In the seventies I was lucky enough to see some photos from early advanced photo technology satellites.

  • Russians were building tons of tanks; and driving them out of the plant to be parked in fields, mile after mile, most never having guns installed. So much for the Red menace.
  • Chinese Peoples Army units were targeted, Millions strong and ready for action; except the million's had hundreds of guns!
  • Almost every Viet Nam MIA story was run down; I won't tell you what happened to any I heard about, but it wasn't the story of a Chuck Norris movie.
  • Same in Grenada. And Nicaragua. Did see some neat film of high altitude Gatling guns and 105mm cannons pinpointing a whole shitload of whoopass on some poor Cuban slobs that had no idea of what hit them.

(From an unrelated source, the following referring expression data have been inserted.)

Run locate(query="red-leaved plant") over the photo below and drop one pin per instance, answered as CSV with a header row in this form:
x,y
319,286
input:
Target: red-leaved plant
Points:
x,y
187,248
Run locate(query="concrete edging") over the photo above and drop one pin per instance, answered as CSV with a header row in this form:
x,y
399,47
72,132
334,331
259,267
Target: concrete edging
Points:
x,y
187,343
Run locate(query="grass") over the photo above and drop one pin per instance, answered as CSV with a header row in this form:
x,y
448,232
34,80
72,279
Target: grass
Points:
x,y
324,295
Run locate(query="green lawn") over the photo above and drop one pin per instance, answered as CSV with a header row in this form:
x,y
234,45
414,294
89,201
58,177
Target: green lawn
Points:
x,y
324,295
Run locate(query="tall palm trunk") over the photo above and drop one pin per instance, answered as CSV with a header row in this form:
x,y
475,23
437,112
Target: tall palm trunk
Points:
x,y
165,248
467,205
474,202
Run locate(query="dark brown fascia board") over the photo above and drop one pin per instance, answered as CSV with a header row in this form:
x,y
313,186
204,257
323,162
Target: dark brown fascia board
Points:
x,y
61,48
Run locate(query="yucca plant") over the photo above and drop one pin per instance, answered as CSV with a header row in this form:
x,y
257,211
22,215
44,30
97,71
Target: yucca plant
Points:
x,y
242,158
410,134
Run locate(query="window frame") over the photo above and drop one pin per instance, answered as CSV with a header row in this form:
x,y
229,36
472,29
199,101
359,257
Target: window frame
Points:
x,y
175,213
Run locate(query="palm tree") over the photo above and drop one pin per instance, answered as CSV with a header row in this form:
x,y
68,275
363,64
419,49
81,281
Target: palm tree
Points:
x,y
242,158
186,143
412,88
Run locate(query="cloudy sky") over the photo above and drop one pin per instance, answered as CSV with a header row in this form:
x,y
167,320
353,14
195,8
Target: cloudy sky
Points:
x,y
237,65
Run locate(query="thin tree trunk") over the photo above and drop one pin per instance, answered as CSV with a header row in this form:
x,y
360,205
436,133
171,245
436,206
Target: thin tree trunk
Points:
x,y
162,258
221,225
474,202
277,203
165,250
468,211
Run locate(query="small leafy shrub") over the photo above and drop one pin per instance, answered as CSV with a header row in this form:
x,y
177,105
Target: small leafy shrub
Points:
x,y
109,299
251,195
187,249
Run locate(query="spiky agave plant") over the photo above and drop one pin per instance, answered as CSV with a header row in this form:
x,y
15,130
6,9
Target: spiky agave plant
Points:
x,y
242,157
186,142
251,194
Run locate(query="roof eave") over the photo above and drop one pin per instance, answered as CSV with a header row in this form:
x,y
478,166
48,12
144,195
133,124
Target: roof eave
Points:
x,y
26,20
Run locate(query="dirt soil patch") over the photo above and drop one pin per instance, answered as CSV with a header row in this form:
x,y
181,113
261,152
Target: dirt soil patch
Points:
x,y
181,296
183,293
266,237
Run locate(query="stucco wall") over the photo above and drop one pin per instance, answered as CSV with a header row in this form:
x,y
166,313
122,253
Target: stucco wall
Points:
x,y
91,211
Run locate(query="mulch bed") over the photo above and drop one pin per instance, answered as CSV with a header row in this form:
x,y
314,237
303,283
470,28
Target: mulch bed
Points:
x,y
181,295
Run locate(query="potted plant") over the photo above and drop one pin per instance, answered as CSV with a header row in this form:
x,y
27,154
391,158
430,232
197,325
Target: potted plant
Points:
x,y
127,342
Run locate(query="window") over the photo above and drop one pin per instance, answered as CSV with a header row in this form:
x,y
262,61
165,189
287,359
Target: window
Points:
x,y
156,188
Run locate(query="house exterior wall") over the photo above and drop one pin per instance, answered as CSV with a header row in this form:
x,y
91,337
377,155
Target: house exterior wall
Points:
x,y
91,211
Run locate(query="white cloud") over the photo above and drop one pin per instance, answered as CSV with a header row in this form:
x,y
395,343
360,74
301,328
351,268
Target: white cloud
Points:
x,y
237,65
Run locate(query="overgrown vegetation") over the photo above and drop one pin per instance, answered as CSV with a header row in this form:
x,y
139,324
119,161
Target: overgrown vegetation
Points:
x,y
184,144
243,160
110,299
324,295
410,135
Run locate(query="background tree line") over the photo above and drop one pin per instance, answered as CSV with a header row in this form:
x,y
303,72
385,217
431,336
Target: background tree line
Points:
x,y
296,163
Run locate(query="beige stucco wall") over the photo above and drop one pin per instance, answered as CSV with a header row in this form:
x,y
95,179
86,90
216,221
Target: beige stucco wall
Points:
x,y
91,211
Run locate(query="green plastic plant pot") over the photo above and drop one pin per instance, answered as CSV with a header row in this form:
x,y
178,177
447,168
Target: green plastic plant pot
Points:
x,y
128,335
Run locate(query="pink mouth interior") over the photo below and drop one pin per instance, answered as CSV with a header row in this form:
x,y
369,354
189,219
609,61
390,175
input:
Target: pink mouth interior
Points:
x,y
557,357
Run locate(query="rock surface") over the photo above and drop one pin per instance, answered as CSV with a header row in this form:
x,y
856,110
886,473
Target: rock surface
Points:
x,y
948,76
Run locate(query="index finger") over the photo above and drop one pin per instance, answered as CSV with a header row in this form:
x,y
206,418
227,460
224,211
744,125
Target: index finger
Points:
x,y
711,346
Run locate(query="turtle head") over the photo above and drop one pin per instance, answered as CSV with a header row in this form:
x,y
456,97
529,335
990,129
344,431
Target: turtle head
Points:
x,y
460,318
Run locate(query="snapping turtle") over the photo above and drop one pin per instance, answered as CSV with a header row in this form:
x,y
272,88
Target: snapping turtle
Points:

Every time you hear the story, it changes a bit, and gets a little better. This happens with anything political. And like it or not our military is controlled by the political.

Do I believe that everyone took credit, even if it wasn't due for killing Bin Laden, Hell yais!

Does that make this any different than anything before it? Hell no.

I knew someone who flew in the Army above the Ia Drang Valley. Divisional intelligence knew that the mountains in the area were peppered with tunnels, but they never passed it on to the pilots tasked with observing. So not only did Hal Moore know he was walking into a trap, his commanders suppressed or forgot to mention the vehicle that the NVA and the VC would use to take the fight to the Americans. Was this stupidity, arrogance, or intentionally trying to get the US in deeper? Same kind of situation as the Osama assassination.